Kopf-Tisch-Kopf-Tisch
Alanin
03.06.2020, 22.03 Uhr
vielleicht...
...ist die Dame nur traurig, weil sei keinen Bart hat um in den Genuss der Behandlung zu kommen?!
Kobold2
04.06.2020, 06.15 Uhr
Ich sag's mal
mit Ben Streubel " Ein schönes Leben in Deutschland "
Während so manches Welbild grad bröckelt.....
Integration geht halt auch nur, wenn beide Seiten wollen.
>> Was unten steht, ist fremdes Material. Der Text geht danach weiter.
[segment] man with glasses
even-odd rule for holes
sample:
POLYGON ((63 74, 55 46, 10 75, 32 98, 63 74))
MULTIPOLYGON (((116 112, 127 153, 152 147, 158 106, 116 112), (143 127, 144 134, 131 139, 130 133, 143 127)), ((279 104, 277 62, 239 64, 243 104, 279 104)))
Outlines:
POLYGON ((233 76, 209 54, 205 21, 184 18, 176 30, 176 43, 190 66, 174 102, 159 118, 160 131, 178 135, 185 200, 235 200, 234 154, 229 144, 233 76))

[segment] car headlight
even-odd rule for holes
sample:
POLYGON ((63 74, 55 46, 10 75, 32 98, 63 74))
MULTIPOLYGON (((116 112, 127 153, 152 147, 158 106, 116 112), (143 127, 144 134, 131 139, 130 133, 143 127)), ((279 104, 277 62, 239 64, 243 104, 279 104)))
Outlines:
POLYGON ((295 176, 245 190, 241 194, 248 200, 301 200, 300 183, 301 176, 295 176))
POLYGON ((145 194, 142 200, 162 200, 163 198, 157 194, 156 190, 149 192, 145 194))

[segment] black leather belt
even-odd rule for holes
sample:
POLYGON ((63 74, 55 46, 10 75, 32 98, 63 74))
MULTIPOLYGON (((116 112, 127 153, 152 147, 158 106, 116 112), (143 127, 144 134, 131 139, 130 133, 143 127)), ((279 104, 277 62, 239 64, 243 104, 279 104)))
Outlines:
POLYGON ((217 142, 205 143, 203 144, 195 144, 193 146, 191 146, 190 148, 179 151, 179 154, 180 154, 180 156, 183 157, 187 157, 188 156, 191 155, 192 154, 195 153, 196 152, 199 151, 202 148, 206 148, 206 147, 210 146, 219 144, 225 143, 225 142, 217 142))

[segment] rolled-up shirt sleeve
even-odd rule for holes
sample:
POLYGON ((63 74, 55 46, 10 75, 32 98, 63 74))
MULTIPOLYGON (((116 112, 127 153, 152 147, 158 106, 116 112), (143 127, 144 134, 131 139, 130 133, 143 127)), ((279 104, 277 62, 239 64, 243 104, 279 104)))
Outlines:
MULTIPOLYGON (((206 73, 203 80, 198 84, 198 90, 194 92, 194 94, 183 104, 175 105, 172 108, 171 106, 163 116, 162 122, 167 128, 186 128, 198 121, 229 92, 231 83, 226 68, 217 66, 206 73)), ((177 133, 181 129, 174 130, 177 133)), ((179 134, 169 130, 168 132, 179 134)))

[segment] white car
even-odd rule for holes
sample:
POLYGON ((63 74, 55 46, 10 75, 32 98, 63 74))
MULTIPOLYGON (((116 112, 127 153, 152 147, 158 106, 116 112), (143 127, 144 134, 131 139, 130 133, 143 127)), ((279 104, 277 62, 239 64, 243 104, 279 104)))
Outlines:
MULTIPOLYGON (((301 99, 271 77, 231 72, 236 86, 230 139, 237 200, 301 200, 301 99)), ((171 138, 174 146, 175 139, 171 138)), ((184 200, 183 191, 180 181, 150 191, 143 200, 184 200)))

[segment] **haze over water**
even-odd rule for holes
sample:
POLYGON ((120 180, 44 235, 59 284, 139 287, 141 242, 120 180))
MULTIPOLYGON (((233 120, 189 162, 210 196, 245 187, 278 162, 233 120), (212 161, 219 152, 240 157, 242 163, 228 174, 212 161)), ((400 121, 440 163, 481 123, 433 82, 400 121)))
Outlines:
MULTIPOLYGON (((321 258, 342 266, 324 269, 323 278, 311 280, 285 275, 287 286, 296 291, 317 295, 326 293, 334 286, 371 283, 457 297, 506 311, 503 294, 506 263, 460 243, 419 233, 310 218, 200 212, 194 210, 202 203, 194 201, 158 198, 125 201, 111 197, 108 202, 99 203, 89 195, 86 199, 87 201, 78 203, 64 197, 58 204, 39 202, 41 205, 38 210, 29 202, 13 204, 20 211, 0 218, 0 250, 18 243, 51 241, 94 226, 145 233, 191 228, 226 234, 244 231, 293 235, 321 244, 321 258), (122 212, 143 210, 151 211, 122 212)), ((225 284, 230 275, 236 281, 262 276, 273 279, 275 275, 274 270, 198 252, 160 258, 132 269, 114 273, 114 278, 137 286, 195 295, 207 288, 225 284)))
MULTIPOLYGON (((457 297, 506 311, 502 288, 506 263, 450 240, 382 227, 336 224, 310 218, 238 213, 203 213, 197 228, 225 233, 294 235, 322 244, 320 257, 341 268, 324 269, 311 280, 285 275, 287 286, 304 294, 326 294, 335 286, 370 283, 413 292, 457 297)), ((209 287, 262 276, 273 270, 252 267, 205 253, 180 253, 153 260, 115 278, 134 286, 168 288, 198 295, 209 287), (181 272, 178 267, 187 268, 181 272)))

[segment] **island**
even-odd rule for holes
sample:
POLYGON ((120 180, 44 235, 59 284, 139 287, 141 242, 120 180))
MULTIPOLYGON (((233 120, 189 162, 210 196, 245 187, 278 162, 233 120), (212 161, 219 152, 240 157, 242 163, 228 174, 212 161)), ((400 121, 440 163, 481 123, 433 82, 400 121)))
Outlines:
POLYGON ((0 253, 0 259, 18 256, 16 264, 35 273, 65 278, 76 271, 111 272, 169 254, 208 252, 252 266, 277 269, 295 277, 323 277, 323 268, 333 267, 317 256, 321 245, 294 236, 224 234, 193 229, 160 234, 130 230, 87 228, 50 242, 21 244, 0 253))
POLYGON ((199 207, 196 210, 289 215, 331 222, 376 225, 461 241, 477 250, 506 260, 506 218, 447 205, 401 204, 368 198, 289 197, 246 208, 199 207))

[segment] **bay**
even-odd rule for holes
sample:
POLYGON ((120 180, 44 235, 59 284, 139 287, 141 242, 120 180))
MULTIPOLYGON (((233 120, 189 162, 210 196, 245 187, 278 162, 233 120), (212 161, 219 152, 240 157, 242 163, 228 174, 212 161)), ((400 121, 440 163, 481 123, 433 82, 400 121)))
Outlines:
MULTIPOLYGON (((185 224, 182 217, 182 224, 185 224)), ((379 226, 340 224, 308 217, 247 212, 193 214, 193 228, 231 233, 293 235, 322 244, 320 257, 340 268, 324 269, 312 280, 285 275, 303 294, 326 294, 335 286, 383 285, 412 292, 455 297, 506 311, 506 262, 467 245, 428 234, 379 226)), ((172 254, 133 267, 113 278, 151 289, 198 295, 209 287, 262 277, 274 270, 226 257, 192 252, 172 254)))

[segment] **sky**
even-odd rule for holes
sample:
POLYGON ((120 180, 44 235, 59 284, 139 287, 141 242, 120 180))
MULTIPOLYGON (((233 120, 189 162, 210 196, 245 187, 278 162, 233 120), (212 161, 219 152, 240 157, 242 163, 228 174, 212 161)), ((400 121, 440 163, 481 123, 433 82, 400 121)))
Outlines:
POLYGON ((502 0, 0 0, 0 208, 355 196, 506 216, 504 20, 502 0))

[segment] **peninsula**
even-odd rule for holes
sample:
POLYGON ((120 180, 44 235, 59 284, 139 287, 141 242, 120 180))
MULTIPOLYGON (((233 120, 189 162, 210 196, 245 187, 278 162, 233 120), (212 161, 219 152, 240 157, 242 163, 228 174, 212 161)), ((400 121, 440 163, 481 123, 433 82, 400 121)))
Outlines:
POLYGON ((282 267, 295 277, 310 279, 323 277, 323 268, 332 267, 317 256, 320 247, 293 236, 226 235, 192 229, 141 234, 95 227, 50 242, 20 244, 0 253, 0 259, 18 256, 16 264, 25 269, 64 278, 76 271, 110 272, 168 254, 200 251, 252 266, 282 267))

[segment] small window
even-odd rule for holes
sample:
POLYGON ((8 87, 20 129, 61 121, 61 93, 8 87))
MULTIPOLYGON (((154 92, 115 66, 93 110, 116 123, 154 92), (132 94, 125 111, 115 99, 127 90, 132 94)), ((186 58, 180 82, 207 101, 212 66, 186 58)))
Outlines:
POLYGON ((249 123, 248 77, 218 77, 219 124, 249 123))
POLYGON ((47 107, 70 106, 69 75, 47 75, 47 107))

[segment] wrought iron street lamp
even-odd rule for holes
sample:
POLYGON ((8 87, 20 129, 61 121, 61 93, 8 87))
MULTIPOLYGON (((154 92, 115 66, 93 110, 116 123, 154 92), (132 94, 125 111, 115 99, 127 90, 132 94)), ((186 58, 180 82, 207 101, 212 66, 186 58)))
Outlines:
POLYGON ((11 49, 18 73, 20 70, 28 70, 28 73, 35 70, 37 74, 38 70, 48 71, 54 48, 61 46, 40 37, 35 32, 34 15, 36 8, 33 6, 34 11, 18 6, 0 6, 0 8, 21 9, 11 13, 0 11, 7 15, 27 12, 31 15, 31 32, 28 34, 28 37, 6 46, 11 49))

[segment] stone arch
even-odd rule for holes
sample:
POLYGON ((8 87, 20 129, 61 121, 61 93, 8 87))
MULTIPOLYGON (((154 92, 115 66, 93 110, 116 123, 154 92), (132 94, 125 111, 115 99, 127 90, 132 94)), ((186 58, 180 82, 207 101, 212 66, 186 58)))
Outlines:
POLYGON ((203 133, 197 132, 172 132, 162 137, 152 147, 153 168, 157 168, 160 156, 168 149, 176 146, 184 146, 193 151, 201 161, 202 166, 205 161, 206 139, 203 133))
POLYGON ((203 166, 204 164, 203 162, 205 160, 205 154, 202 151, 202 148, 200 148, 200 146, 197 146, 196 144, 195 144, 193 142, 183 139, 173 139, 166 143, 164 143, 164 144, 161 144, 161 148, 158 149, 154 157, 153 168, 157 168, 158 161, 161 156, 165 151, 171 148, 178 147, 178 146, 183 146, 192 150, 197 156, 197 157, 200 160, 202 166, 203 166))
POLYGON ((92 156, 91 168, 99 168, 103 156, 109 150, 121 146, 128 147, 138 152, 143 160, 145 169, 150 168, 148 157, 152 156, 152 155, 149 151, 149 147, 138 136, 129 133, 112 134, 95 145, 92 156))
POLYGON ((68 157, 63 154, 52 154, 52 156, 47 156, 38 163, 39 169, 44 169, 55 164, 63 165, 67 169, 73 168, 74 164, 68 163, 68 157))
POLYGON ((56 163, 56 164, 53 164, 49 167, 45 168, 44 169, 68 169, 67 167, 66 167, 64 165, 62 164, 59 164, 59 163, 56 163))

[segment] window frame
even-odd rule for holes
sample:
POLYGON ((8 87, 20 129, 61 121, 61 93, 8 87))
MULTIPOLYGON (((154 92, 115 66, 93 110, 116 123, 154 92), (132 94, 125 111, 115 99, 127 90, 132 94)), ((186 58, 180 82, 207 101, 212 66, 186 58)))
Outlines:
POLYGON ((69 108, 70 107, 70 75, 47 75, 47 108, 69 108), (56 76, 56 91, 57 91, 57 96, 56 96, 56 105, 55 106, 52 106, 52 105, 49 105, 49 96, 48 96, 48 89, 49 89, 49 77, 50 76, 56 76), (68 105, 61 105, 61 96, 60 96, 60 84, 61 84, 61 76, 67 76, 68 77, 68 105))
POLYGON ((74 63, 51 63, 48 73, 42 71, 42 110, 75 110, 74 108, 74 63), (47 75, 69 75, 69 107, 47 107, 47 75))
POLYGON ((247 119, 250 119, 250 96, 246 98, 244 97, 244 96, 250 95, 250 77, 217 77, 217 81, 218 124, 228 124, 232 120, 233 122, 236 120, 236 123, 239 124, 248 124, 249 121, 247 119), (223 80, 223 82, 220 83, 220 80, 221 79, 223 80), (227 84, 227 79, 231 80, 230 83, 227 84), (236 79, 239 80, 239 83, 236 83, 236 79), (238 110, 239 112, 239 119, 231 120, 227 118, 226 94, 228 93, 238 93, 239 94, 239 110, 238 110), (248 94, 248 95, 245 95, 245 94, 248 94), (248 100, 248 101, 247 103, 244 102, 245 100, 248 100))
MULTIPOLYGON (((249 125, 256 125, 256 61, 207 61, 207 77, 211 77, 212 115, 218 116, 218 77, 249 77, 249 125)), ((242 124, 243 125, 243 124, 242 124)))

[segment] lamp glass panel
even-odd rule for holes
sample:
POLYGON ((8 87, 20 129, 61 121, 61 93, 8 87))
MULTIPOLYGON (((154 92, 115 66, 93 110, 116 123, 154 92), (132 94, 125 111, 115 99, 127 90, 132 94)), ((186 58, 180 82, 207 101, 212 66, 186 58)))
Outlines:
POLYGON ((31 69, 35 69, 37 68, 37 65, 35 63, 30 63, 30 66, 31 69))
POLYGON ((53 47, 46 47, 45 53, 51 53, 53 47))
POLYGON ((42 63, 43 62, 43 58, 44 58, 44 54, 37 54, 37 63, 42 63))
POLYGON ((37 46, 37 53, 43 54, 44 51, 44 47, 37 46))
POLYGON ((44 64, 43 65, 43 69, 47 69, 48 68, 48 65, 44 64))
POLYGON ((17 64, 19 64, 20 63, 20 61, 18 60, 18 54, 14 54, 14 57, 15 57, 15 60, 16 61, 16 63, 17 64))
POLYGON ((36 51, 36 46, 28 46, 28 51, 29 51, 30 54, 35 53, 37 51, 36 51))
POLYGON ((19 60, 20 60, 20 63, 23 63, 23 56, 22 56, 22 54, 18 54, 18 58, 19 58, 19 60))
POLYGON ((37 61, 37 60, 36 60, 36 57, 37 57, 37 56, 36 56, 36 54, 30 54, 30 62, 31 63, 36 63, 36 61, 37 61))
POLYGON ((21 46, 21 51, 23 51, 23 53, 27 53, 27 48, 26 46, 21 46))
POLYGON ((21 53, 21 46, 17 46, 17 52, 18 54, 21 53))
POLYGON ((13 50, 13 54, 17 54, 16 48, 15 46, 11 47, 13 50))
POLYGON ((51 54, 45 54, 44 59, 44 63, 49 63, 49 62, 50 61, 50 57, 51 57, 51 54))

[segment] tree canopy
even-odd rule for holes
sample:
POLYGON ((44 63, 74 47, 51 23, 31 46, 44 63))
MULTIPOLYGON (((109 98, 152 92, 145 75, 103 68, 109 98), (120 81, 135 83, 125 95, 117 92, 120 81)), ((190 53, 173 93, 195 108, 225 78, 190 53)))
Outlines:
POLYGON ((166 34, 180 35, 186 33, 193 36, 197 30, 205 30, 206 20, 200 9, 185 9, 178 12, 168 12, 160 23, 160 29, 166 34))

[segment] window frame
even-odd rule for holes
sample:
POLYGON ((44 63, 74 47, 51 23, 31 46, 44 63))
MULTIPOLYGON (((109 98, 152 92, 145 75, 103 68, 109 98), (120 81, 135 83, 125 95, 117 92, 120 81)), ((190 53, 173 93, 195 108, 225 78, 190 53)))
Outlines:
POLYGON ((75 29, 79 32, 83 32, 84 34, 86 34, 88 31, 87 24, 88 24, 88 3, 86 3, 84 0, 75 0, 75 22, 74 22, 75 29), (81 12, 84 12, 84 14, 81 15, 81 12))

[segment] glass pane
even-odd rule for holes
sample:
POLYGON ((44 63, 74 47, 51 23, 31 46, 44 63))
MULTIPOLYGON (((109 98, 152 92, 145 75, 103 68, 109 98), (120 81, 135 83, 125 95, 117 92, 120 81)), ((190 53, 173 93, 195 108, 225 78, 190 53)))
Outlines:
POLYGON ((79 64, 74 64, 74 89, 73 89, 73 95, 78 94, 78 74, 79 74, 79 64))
Ein Daumen hoch auch für die Inhaberin.
tannhäuser
04.06.2020, 16.18 Uhr
Kobold2!
Ja, das ist ein positives Beispiel, und das schreibe ich nicht nur, weil ich einen Bart trage.

Aber man kann ebensowenig positive nicht auf "Alle" verallgemeinern wie negative. Und von Letzterem gibt es eines bei einer Friseurin in Sondershsusen, da hat es nicht funktioniert.
Kobold2
04.06.2020, 17.30 Uhr
Nun wir wissen beide
, das es bei den negativen Beispielen eher selten der Fall ist.
Bestes Beispiel ist die Höhe Schlagzahl bei den Kommentaren zu dem gerade laufenden Thema
Da weiß man komischerweise genau über Flüchtlinge Bescheid, die noch nicht mal in Deutschland sind und die noch keiner gesehen hat.
Hier, wo man jemand live erleben kann und sich sogar sich persönlich von seinen Fähigkeiten überzeugen kann, klemmt bei den Spezialisten plötzlich die Tastatur. Schon wenn ich lese, wie der Mann zu seiner Ausbildung gekommen ist, sollten hier einige mal ihrer " Erkenntnisse" überdenken.
Ich kann übrigens ähnliche Geschichten berichten.
tannhäuser
04.06.2020, 17.50 Uhr
Ich kann...
...über den von mir erwähnten Fall berichten, lieber Kobold2.

Aber ich sehe keinen Grund, das hier detailliert zu schildern, genau deshalb, weil ich nicht zu der Verallgemeinerungszene gehöre, die Sie hier gerne anprangern.

Meinen Bart kann ich in diesen Verbotszeiten selbst stutzen und mit meiner hiesigen Friseurin bin ich hochzufrieden.

Ich wünsche dem Maestro in Nordhausen Alles Gute!